Http://sjolzy.cn/php-large-file-read-operation.html
  • Contact Us

    The content source of this page is from Internet, which doesn't represent Alibaba Cloud's opinion; products and services mentioned on that page don't have any relationship with Alibaba Cloud. If the content of the page makes you feel confusing, please write us an email, we will handle the problem within 5 days after receiving your email.

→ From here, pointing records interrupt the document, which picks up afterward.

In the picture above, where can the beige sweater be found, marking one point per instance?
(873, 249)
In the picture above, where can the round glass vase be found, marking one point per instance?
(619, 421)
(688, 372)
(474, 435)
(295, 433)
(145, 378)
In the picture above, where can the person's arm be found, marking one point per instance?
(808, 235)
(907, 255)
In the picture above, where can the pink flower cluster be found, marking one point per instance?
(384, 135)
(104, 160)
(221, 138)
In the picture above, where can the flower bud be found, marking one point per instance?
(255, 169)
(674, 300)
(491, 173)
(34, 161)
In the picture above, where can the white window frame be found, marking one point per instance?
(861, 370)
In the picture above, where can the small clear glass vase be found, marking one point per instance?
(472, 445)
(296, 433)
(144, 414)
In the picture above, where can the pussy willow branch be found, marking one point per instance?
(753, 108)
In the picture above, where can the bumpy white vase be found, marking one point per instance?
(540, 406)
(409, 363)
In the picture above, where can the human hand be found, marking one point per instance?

    If you find any instances of plagiarism from the community, please send an email to: info-contact@alibabacloud.com and provide relevant evidence. A staff member will contact you within 5 working days.

    A Free Trial That Lets You Build Big!

    Start building with 50+ products and up to 12 months usage for Elastic Compute Service

    • Sales Support

      1 on 1 presale consultation

    • After-Sales Support

      24/7 Technical Support 6 Free Tickets per Quarter Faster Response

    • Alibaba Cloud offers highly flexible support services tailored to meet your exact needs.